次に必要なのは、自分の生活とかけ離れすぎた課題としないこと。ある程度現実の生活と密着した課題であるほうが子どもたちにとって追求しやすいものになる。結論として何かに結びつけようと思わなくてもいいんです。 学びのネットワーク作りも重要です。課題を追っていくと、1人では解決できなくなってくる可能性が高い。友達と意見を出し合ったり、専門家や地域の人に話を聞いたり、知的交流の場を持てるのが総合的な学習の場です。


励ましと記録 評価について


釼持
評価についてはどのようにお考えでしょう。

村山
学習の過程の中で文章、メモなどを蓄積していくことで、数値で表す以外の評価ができると思います。

金子
励ましや認める、というコメントの積み重ねがこれからは大切なのでは。各時間ごとの記録と感想に教師がコメントを添える、というやりとりを重ねながら、課題を終了する際に教師からの励ましの言葉があれば、子どもも安心して次の課題に取り組めるのでは。

釼持
総合的な学習の場合には、地域の協力者やボランティア、他クラスの先生方など、より多くの目で子どもを見ることができる。

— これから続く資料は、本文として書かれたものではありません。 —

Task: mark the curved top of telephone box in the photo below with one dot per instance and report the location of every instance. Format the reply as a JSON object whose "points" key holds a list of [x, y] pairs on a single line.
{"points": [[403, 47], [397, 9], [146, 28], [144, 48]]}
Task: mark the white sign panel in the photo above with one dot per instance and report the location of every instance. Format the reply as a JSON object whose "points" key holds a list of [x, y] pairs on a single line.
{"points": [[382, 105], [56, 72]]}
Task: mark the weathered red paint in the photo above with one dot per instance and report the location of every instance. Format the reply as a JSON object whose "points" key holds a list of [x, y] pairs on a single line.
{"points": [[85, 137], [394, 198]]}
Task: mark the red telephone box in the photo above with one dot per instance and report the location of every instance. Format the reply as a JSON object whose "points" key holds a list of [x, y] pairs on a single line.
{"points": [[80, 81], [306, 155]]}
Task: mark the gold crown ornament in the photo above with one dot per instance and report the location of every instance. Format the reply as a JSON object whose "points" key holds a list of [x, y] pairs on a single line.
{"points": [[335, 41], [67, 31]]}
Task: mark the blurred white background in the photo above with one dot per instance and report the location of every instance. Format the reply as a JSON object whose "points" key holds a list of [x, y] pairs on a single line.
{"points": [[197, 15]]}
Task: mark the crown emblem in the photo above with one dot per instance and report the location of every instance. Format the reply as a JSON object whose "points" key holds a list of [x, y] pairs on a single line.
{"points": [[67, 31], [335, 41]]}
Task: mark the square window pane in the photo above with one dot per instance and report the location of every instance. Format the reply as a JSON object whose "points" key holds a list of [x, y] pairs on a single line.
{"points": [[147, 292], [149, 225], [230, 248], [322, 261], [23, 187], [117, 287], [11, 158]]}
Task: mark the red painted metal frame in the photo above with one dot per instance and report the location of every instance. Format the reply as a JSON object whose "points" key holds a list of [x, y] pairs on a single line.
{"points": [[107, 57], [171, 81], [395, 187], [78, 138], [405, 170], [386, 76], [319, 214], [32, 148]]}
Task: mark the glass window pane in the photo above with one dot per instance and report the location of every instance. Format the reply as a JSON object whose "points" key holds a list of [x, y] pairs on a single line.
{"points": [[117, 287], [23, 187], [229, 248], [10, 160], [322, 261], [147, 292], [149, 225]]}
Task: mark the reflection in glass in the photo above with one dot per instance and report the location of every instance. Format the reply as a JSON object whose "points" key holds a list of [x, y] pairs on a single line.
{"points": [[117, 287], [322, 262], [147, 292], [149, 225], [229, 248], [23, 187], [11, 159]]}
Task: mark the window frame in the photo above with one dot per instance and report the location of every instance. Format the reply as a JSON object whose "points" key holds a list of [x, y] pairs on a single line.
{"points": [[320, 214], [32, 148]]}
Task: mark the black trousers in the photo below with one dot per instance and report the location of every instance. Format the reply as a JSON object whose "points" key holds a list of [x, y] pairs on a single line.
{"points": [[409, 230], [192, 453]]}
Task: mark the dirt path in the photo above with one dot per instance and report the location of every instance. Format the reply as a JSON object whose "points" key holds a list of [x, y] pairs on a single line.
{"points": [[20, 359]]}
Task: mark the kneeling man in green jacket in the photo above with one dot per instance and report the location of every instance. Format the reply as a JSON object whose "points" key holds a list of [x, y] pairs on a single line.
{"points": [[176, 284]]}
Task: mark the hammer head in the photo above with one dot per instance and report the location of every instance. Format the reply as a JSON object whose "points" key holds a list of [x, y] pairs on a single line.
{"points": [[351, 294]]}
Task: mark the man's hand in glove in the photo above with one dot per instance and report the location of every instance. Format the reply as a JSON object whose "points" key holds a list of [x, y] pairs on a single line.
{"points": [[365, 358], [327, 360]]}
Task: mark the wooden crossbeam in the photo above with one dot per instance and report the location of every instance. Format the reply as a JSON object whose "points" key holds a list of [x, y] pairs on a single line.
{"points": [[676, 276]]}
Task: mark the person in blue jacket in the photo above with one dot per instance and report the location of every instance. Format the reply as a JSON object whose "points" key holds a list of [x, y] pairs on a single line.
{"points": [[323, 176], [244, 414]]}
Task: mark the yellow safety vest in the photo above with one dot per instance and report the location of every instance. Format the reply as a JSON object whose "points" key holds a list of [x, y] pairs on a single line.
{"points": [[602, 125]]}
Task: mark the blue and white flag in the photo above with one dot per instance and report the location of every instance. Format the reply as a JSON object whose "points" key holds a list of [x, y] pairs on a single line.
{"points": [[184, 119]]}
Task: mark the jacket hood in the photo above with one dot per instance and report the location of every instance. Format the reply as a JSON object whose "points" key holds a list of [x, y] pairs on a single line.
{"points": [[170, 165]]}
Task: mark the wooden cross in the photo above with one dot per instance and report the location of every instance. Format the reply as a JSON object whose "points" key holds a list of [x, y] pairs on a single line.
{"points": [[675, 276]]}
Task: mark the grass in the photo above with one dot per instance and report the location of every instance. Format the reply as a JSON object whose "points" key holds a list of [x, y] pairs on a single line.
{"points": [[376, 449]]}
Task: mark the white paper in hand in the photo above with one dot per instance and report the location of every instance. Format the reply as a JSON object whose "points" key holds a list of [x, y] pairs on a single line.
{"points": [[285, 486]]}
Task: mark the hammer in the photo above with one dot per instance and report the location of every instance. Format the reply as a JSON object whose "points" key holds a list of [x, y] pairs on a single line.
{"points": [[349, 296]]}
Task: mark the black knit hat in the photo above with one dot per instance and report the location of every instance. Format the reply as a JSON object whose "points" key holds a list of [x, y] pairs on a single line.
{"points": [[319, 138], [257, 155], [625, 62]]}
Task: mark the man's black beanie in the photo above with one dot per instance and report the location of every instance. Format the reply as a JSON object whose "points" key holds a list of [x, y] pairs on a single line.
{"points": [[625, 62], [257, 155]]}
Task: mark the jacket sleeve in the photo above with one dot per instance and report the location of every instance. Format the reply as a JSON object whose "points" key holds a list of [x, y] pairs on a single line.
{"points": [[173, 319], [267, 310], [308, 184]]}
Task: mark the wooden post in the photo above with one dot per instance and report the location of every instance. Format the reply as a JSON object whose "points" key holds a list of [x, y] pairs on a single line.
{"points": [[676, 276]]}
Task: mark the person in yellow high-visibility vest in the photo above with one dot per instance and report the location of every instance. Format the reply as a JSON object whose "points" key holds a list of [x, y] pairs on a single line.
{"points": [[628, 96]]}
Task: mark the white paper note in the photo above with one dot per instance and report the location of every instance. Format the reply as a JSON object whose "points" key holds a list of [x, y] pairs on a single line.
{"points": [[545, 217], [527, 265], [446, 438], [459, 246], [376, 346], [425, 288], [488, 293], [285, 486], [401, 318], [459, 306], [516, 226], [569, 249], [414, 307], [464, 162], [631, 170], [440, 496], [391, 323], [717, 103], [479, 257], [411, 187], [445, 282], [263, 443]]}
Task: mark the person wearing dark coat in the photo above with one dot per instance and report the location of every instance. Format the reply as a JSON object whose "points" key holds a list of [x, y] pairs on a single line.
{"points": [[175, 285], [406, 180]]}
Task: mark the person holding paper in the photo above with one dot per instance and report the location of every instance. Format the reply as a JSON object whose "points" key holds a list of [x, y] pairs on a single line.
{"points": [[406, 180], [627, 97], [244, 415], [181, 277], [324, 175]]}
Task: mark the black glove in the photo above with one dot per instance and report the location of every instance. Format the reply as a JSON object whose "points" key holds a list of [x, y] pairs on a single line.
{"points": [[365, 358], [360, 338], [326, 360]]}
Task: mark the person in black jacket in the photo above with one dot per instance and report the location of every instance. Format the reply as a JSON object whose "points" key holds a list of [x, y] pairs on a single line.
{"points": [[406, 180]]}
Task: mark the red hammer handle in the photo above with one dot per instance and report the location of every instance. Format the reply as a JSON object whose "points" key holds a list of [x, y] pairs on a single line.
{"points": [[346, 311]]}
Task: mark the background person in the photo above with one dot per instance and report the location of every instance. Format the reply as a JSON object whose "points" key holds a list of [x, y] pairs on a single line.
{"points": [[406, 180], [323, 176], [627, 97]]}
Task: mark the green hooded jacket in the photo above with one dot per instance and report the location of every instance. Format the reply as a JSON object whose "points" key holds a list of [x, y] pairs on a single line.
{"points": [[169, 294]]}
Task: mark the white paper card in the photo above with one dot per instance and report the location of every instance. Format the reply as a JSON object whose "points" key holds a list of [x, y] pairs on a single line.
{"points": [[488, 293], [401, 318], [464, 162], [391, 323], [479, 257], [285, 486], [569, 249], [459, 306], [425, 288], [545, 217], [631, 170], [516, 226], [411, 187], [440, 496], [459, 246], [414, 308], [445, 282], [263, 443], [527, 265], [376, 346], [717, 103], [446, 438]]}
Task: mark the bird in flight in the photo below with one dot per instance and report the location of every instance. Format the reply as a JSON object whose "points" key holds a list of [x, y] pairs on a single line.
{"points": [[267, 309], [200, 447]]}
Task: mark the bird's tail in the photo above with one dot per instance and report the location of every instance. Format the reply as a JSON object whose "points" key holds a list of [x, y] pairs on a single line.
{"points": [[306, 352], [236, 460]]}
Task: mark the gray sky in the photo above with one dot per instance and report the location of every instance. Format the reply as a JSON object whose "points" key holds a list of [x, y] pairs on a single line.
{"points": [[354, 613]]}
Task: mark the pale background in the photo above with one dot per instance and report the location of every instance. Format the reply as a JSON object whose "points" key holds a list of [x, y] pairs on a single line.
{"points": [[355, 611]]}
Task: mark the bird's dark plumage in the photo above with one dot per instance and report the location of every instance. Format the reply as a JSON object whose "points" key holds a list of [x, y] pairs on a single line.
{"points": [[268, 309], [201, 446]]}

その分、作業の記録を残しておかないと、何をやってきたのかがわからなくなり、評価のしようがない。記録をファイルに残すシステムを大切にし、学ぶことの意欲や広がりを見ることが評価の観点になるでしょうね。
総合的な学習は、継続的な取り組み方と集中的な取り組み方があります。子どもが、何時間もひとつの課題を追求できるかどうかも研究しなければならない点です。子どもによってはどこまでも追求していける場合もあるが、それがむつかしい子もいるでしょう。最終的には、どの時期にどんな内容(領域)を考えて、どのくらいの時間設定が、という見通しが必要です。場合によっては、総合的な学習の時間をどう設定するかという時間割にかかわる学校運営の工夫も不可欠でしょう。

村山
これまでは学級・学年単位での取り組みでしたが、これからの学習形態はどうなっていくのでしょう。全校体制がいいのか、課題別で進めるべきなのか。また、他学年にわたる活動の場合、どう時間を保障していけばいいのでしょう。今はとにかく時間を設定していますが、2002年になったとき、外部の方も入ってきた場合、どのように評価、発展させていかなければならないのか。

釼持
特定の曜日に、小学校の低学年は1、2時間目 に生活科を入れ、中学年は3、4時間目に、高学年は5、6時間目に総合的な学習の時間を入れておくと、全校でやる場合に、2学年あるいは全学年で取り組むこともできる。ノーチャイムの学校も増えてくるでしょう。学校運営も工夫しなければ、毎週毎週時間割りが変わるということになってしまいますよね。

村山
総合的な学習を導入すると学力が低下するのでは、と悲観的に捉える教師もいるのが気になりますが。

釼持
新しく始める教育課程が学力低下につながると即考えるべきではないと思います。総合的な学習が導入されることの背景には、国際化や環境問題、技術革新など、既存の教科では対応しきれないからで、出るべくして出たものです。確かに内容も減り、新しい時間が増えますが、総合的な学習は各教科の基礎基本が身についていなければ取り組めません。 文部省は、30年ぶりに小・中・高で学力調査を行なうことにしました。これを、学力が低下しているからやるんだ、とは思いたくない。学力とは何かということに一石を投じる、既存の調査とは異なったものであってほしいと望んでいます。

本日はお忙しい中、ありがとうございました。